# Tutorial 2: Custom Routing

Here we use one model to score an input text, then based on the score we route it to one of the two models.

## Initial Setup

Please follow [Instructions](.../tutorial_1_simple_cascade.ipynb) in Tutorial 1 to set up on-device model and other
runtime configuration.

## Define a two model routing

We use the on-device model to estimate if a query is politically sensitive.

* If yes, we use the cloud model gemini-pro to answer the query. This increases
the accuracy in answering these questions, while balancing
sensitivity against model inference cost.
* If not, we use the cheaper on-device gemma model to answer the query.

Let's define the on-device and cloud models we will be using in this demo.

In [None]:
import generative_computing as genc

MODEL_PATH = "/data/local/tmp/llm/model_gpu.tflite"  #@param

my_on_device_model = genc.interop.langchain.CustomModel(
    uri="/device/llm_inference",
    config={"model_path": MODEL_PATH})

my_on_device_model_ir = genc.interop.langchain.create_computation(my_on_device_model)


In [None]:
import generative_computing as genc

API_KEY = ""  #@param

my_cloud_model = genc.interop.langchain.CustomModel(
    uri="/cloud/gemini",
    config=genc.interop.gemini.create_config(API_KEY))
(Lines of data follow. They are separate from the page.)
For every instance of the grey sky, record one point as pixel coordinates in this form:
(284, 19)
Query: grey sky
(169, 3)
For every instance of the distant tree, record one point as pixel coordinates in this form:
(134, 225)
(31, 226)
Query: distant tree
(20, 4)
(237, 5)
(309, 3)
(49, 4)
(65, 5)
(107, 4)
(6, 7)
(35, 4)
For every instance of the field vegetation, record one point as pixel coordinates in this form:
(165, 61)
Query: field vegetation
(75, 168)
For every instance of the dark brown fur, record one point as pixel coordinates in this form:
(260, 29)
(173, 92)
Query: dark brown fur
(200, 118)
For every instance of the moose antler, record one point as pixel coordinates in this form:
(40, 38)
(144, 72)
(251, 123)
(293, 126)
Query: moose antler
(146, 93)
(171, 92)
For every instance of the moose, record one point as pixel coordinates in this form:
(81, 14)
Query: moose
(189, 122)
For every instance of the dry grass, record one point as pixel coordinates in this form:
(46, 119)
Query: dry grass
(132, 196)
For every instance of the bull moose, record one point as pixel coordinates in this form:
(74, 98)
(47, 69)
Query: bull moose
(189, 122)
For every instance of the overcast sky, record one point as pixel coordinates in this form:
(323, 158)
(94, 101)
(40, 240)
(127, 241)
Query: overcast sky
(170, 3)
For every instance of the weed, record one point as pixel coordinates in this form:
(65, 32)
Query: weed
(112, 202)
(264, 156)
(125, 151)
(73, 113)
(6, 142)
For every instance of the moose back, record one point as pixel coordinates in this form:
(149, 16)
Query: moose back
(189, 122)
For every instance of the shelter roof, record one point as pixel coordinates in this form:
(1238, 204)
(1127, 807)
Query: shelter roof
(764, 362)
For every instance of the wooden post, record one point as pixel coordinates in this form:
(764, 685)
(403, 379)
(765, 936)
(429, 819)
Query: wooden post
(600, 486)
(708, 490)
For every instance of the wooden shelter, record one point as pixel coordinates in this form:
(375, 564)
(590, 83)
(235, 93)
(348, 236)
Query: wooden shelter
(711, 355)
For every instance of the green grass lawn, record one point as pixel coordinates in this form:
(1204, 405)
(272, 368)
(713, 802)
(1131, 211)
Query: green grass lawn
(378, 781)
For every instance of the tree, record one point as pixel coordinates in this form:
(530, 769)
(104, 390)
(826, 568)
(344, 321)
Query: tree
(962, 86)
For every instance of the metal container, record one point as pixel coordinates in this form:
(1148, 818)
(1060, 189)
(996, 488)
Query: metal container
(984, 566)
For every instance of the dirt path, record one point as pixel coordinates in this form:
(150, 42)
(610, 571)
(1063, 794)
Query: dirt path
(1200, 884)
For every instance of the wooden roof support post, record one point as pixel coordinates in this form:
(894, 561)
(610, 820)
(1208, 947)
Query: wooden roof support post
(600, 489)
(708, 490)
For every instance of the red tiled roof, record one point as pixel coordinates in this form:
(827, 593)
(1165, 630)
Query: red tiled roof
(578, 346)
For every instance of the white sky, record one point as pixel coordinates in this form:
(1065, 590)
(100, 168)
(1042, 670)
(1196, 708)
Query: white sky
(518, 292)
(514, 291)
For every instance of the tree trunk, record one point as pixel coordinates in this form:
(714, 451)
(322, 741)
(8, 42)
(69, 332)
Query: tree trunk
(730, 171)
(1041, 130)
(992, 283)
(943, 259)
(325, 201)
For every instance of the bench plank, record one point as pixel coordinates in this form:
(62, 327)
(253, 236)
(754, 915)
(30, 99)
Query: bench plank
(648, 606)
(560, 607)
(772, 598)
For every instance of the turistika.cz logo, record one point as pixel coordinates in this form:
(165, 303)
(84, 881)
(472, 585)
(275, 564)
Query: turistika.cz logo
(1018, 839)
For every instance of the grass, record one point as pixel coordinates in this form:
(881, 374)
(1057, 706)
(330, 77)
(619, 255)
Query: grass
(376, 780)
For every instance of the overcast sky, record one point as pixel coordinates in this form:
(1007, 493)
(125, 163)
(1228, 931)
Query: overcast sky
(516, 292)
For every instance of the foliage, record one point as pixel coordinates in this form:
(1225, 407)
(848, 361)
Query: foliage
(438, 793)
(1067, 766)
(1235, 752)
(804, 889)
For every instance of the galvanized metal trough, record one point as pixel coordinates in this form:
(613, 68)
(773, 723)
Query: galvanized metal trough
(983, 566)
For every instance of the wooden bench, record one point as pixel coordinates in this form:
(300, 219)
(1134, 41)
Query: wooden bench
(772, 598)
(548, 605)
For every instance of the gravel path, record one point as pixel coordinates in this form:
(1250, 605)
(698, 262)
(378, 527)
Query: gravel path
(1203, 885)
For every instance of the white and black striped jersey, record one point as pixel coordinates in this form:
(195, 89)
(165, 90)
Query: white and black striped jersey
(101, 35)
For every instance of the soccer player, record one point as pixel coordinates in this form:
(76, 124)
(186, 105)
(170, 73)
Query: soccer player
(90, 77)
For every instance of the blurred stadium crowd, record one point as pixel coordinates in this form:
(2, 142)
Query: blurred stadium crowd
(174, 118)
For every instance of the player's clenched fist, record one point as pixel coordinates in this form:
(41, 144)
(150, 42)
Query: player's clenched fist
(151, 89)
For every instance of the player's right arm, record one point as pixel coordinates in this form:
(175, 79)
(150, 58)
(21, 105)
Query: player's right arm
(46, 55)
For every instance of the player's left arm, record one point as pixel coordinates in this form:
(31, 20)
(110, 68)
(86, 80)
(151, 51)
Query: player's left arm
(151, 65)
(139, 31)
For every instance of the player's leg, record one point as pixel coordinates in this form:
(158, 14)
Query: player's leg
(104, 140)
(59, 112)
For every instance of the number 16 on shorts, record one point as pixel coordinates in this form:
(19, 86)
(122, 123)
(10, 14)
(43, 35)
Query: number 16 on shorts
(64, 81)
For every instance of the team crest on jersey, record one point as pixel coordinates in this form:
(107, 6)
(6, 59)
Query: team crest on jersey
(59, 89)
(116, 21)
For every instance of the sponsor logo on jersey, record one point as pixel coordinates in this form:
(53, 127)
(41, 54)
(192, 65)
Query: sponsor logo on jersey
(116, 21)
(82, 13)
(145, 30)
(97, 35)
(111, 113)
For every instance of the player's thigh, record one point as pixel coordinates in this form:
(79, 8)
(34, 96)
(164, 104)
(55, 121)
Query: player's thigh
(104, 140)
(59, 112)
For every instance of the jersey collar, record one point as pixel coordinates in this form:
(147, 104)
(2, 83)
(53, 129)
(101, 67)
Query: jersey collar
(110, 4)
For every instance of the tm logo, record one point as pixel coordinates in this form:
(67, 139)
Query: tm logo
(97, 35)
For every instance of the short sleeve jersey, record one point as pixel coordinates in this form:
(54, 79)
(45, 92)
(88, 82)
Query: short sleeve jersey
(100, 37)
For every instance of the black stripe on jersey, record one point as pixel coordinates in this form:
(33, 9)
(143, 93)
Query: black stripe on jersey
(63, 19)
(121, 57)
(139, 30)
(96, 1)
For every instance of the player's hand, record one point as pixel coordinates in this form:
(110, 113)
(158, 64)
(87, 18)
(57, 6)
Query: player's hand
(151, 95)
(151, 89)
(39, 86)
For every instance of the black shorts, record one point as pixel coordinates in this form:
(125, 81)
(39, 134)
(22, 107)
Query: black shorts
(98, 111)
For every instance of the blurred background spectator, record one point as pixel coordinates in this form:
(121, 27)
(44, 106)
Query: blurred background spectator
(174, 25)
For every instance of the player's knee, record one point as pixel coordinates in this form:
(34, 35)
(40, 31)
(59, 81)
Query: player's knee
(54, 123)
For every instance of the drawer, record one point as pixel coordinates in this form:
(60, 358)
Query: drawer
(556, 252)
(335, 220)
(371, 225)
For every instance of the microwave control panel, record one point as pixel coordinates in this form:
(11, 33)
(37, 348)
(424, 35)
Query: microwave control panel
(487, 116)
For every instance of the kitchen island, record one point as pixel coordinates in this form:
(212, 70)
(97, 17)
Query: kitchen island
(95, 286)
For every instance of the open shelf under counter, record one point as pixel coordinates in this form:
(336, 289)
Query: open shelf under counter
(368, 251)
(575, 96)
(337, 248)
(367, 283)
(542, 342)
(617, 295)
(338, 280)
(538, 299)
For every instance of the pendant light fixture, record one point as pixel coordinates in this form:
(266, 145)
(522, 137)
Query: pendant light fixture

my_cloud_model_ir = genc.interop.langchain.create_computation(my_cloud_model)


Now, let's define the scorer model. Here, for demo purposes, a simple few-shot
prompt template is used to assess political sensitivity.

One can replace this with more advanced scorer models.

The scorer uses on-device model.

In [None]:
import generative_computing as genc
import langchain
from langchain.prompts import PromptTemplate

prompt_template = """
 Instructions: The following are questions that can touch on sensitive or
 political topics. Please return True or False boolean with no explanation
 if the question touches on sensitive or political topic. Q: what are your
 views on democracy and communism? A: True Q: what are your views on
 current ruling party in US? A: True Q: What is the weather today? A: False
 Q: {query} A:
"""

scorer_model = langchain.chains.LLMChain(
      llm=my_on_device_model,
      prompt=PromptTemplate(
          input_variables=["query"],
          template=prompt_template)
      )

regex_match = (
    genc.authoring.create_regex_partial_match("A: True|A: true|true|True")
)

scorer_chain = (
    genc.interop.langchain.CustomChain()
    | scorer_model
    | regex_match
  )

scorer_chain_ir = genc.interop.langchain.create_computation(scorer_chain)

Next, we define a conditional where if the scorer assesses the query to be
sensitive and returns True, we route the query to cloud model, else we route it
to on-device model.

Additionally, we generate a portable intermediate representation (IR), that we
can run on workstation or Android.

In [None]:
import generative_computing as genc


portable_ir = genc.authoring.create_lambda_from_fn(
    "x",
    lambda arg: genc.authoring.create_conditional(
        genc.authoring.create_call(scorer_chain_ir, arg),
        genc.authoring.create_call(my_cloud_model_ir, arg),
        genc.authoring.create_call(my_on_device_model_ir, arg),
    ),
)
print(portable_ir)

## Run it

In [None]:
import generative_computing as genc

runner = genc.runtime.Runner(portable_ir,
                             genc.examples.executor.create_default_executor())

runner("What are your views on ice cream?")

## Save the IR to a file

Run the following code to generate the a file containing the IR from above
computation.

In [None]:
from google3.pyglib import gfile

with gfile.Open("/tmp/genc_demo.pb", "wb") as f:
  f.write(portable_ir.SerializeToString())


## Install Generative Computing Demo app and deploy IR file to phone

Please see ["Install Generative Computing Demo app and deploy the IR file to phone"](.../tutorial_1_simple_cascade.ipynb) in Tutorial 1 for instructions.


## Run the demo

1. Open Generative Computing Demo app, and enter a sensitive query. See response.

2. Next, enter a non-sensitive query. See response.

3. Interesting observation: Notice the length of the text response for non-sensitive query compared to the sensitive query. Any guesses?
  *  The non-sensitive query is routed to on-device model which in our demo setup returns shorter text responses to balance response time against lesser compute resources on device while the cloud model returns more verbose response.

4. The intent of this custom routing example is to illustrate that developers can create custom routing policies to dynamically choose which model to use per
different use-cases and model capabilities.